China Mobile pilots NB-IoT for smart parking, smart lighting and water quality monitoring

China Mobile is trialing NB-IoT to enable smart parking, smart lighting and water quality monitoring in several locations in China.  For example, China Mobile and equipment maker Huawei are using NB-IoT to enable drivers to locate vacant spaces in parking lots in the city of Hangzhou. The operator is also working on a similar pilot with ZTE. In the pilots, NB-IoT-connected sensors monitor whether parking spaces are occupied, enabling drivers to use an app to see in real-time where they can park.

Moreover, China Mobile has teamed up with ZTE to use NB-IoT connectivity to enable the remote monitoring of water quality. In this case, the low power wide area technology is used to regularly transmit data on water quality to a public agency. For smart lighting, China Mobile is working with Huawei and Insigma Group to enable the brightness of street lamps to be remotely controlled via an NB-IoT module in the power controller.

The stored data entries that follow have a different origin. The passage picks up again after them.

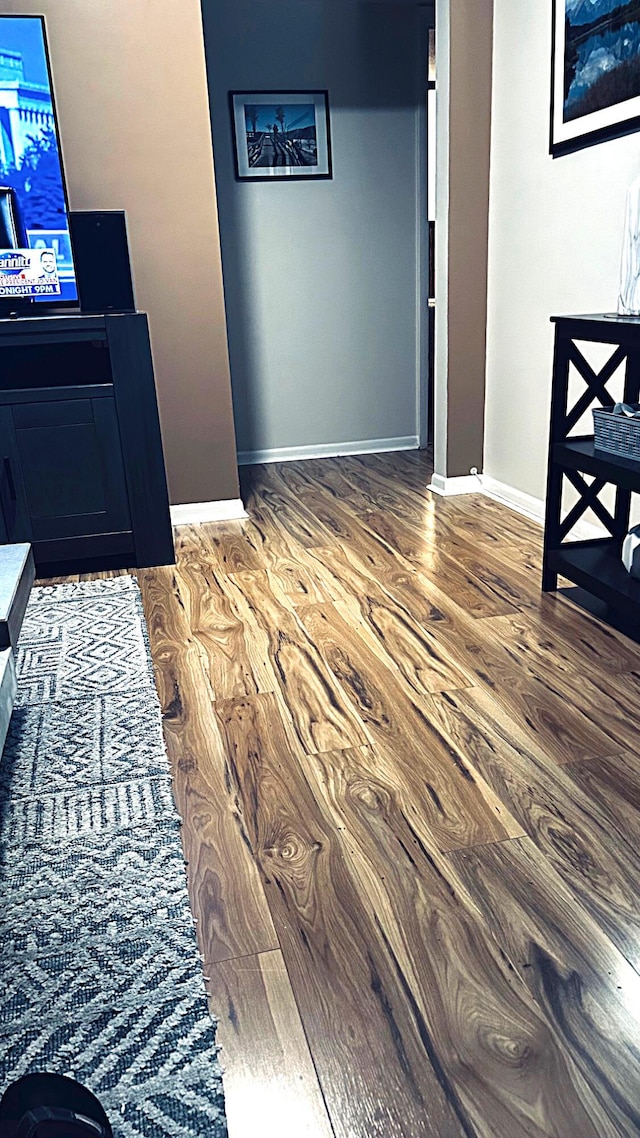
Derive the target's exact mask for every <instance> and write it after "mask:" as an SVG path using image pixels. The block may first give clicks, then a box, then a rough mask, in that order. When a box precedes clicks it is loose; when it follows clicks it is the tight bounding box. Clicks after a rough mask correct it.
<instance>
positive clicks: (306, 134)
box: [229, 91, 331, 182]
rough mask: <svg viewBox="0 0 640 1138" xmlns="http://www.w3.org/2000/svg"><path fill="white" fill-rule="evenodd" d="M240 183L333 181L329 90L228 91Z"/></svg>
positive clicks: (238, 176) (237, 168)
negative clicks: (306, 90) (328, 90)
mask: <svg viewBox="0 0 640 1138" xmlns="http://www.w3.org/2000/svg"><path fill="white" fill-rule="evenodd" d="M229 99H230V102H231V117H232V124H233V140H235V146H236V176H237V178H238V180H239V181H243V182H244V181H252V182H256V181H259V182H260V181H262V182H263V181H271V180H273V179H287V180H289V181H290V180H295V179H309V178H331V143H330V133H329V100H328V94H327V91H230V92H229Z"/></svg>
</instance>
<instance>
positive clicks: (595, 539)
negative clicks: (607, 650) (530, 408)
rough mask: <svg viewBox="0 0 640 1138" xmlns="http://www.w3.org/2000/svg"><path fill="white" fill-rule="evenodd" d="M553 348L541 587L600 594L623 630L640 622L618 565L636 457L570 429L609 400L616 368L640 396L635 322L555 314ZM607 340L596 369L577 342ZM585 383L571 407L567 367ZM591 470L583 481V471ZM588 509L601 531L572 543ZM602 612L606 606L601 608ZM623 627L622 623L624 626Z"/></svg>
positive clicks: (629, 502) (586, 471)
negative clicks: (601, 363)
mask: <svg viewBox="0 0 640 1138" xmlns="http://www.w3.org/2000/svg"><path fill="white" fill-rule="evenodd" d="M552 321H553V323H555V324H556V348H555V356H553V384H552V394H551V429H550V436H549V471H548V484H547V511H545V526H544V552H543V568H542V588H543V589H544V591H545V592H549V591H552V589H556V588H557V587H558V575H561V576H563V577H566V578H568V580H571V582H574V583H575V584H576V585H579V586H580V587H581V588H583V589H585V591H586V592H588V593H589V594H591V595H592V596H594V597H599V600H600V601H602V602H605V604H606V605H608V607H609V608H610V610H613V612H614V613H616V615H617V617H618V618H622V621H620V620H617V619H616V620H612V622H615V624H617V625H618V627H620V626H621V622H622V627H623V629H624V625H625V621H627V622H629V625H630V626H631V625H632V624H633V622H634V621H640V580H635V579H634V578H632V577H630V575H629V574H627V572H626V569H625V568H624V566H623V563H622V543H623V541H624V537H625V535H626V533H627V529H629V517H630V510H631V495H632V493H633V492H640V463H638V462H635V461H633V460H625V459H622V457H618V456H616V455H609V454H605V453H602V452H601V451H596V448H594V445H593V435H592V434H590V435H577V436H576V435H574V434H573V432H574V430H575V428H576V426H577V423H579V422H580V420H581V419H582V417H583V415H584V413H585V412H589V411H590V410H591V407H593V406H605V407H607V406H613V405H614V403H615V402H616V398H615V397H614V396H613V394H612V393H610V390H609V385H610V382H612V380H613V377H614V374H615V373H616V372H617V371H618V369H620V368H621V366H623V368H624V393H623V396H622V397H623V399H624V402H626V403H638V402H639V401H640V320H633V319H630V318H625V316H615V315H612V316H609V315H608V314H600V315H591V316H553V318H552ZM581 340H582V341H592V343H598V344H608V345H610V355H609V358H608V361H607V363H606V364H605V365H604V366H602V368H601V369H600V371H596V370H594V369H593V368H592V366H591V364H590V363H589V362H588V361H586V360H585V357H584V355H583V353H582V352H581V349H580V341H581ZM572 364H573V368H574V369H575V371H576V372H577V374H579V376H580V377H581V378H582V380H583V381H584V387H585V389H584V391H582V393H581V395H580V396H579V398H577V401H576V402H575V403H574V404H573V405H569V369H571V365H572ZM585 475H586V476H591V477H592V479H593V480H592V481H591V483H590V484H589V483H588V481H586V480H585V478H584V476H585ZM565 483H568V484H571V486H573V487H574V489H575V492H576V494H577V502H576V503H575V505H574V506H573V508H572V509H571V510H569V511H568V513H567V514H566V517H564V518H563V513H561V511H563V489H564V486H565ZM606 485H613V486H614V487H615V504H614V508H613V512H612V511H610V510H609V509H607V508H606V506H605V505H604V503H602V502H601V501H600V500H599V496H598V495H599V494H600V492H601V490H602V489H604V487H605V486H606ZM589 509H591V510H592V512H593V513H594V516H596V517H597V518H598V520H599V521H600V522H601V523H602V526H604V528H605V530H606V536H605V537H602V538H594V539H591V541H571V539H569V534H571V530H572V528H573V527H574V526H575V523H576V521H579V520H580V518H582V517H583V514H584V513H585V511H586V510H589ZM600 615H601V616H605V617H607V618H608V612H600ZM624 630H625V629H624Z"/></svg>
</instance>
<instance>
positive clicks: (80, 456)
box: [0, 312, 174, 576]
mask: <svg viewBox="0 0 640 1138" xmlns="http://www.w3.org/2000/svg"><path fill="white" fill-rule="evenodd" d="M15 542H30V543H31V545H32V547H33V555H34V559H35V566H36V569H38V574H39V575H40V576H56V575H59V574H67V572H83V571H90V570H96V569H108V568H116V567H117V568H125V567H140V568H141V567H145V566H155V564H170V563H173V561H174V552H173V538H172V529H171V520H170V513H169V497H167V489H166V478H165V470H164V459H163V451H162V439H161V430H159V420H158V411H157V403H156V390H155V382H154V370H153V362H151V351H150V344H149V332H148V324H147V318H146V315H145V313H141V312H140V313H132V314H130V315H104V316H83V315H58V316H42V318H20V319H17V320H15V319H8V320H0V543H15Z"/></svg>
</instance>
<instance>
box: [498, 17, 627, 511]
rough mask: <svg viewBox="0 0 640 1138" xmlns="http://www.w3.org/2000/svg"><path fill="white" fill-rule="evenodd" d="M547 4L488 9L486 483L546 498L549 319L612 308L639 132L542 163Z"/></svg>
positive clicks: (548, 114)
mask: <svg viewBox="0 0 640 1138" xmlns="http://www.w3.org/2000/svg"><path fill="white" fill-rule="evenodd" d="M550 58H551V5H549V3H545V2H544V3H543V2H541V0H518V2H517V3H516V2H514V0H495V41H494V93H493V124H492V152H491V206H490V261H489V341H487V377H486V435H485V462H484V470H485V473H487V475H490V476H491V477H492V478H497V479H498V480H499V481H502V483H507V484H508V485H510V486H515V487H517V488H518V489H520V490H524V492H525V493H527V494H532V495H534V496H535V497H539V498H540V497H543V496H544V490H545V471H547V446H548V437H549V410H550V390H551V363H552V351H553V330H552V325H551V324H550V323H549V318H550V316H551V315H563V314H572V313H590V312H612V311H614V310H615V307H616V303H617V288H618V267H620V256H621V247H622V231H623V215H624V204H625V195H626V188H627V185H629V183H630V182H631V181H632V180H633V179H634V178H635V176H637V175H638V174H639V173H640V133H638V134H631V135H627V137H626V138H623V139H616V140H612V141H610V142H604V143H601V145H599V146H594V147H590V148H588V149H584V150H581V151H579V152H576V154H573V155H567V156H565V157H561V158H555V159H552V158H551V157H550V155H549V90H550Z"/></svg>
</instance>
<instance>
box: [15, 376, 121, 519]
mask: <svg viewBox="0 0 640 1138" xmlns="http://www.w3.org/2000/svg"><path fill="white" fill-rule="evenodd" d="M10 411H11V419H13V426H14V437H15V451H16V454H17V459H18V463H19V475H20V479H22V486H23V487H24V500H25V504H26V511H27V513H28V521H30V526H31V534H32V536H31V538H30V539H31V541H34V542H42V541H54V539H56V538H69V537H82V536H89V535H93V534H108V533H117V531H122V530H128V529H131V520H130V513H129V501H128V496H126V485H125V480H124V470H123V461H122V451H121V445H120V434H118V428H117V419H116V412H115V404H114V401H113V398H99V399H87V398H84V399H83V398H81V399H61V401H59V402H51V403H24V404H15V405H14V406H13V407H11V409H10ZM1 457H2V456H1V455H0V459H1Z"/></svg>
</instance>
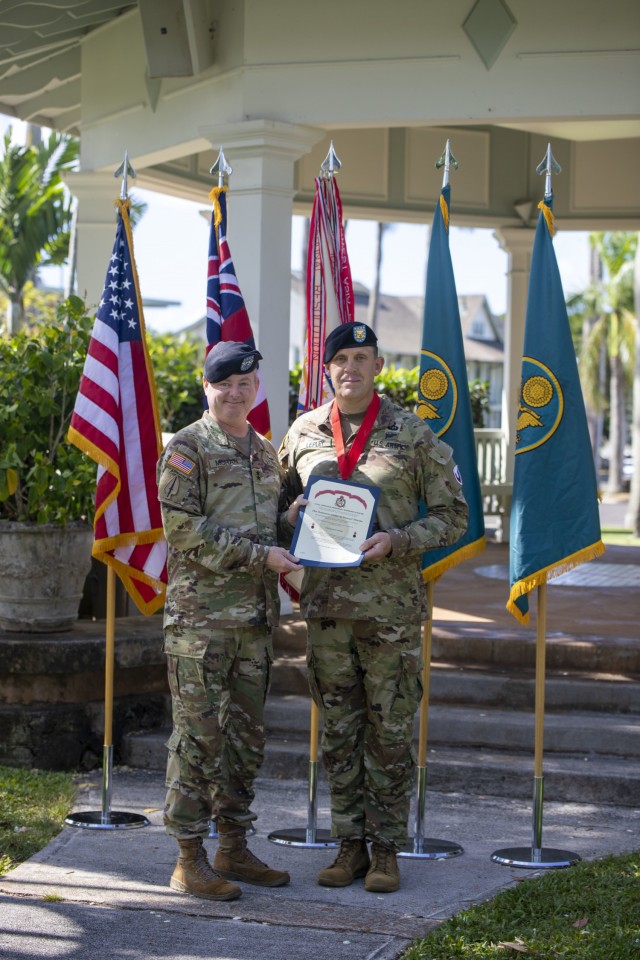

In each case, the field trials began in February 2017, following tests in China Mobile’s labs in the second half of 2016. The limited availability of NB-IoT modules means only a small number of connections are involved in each pilot, but China Mobile has now upgraded almost 100 base stations across several cities to support NB-IoT.

The pilots are designed to help China Mobile choose the right technologies to meet the connectivity needs of various vertical industries, while building confidence in the maturity of end-to-end NB-IoT solutions. To that end, China Mobile is using the pilots to evaluate both the technical capabilities of NB-IoT and potential business models. In particular, the operator is interested in the performance of NB-IoT in terms of coverage, power consumption, the density of connections and, of course, cost. With respect to coverage, it has already established that NB-IoT can deliver the promised 20dB link budget improvement over GSM.

Next steps

China Mobile is also exploring other potential use cases for NB-IoT and its sister technology, LTE-M, including smart metering and connecting wearable devices and trackers for bicycles and consumers. Some of these applications will be the subjects of pilots, while others will be rolled out in parallel with the planned commercial deployment of NB-IoT in the second half of 2017.

At the end of March 2017, China Mobile expanded its pilots into large-scale network trials. Those trials are used to optimise the network, refine the end-to-end proposition and hone the business case for specific applications.  China Mobile sees considerable demand for both smart parking, smart lighting and water quality monitoring in various parts of China.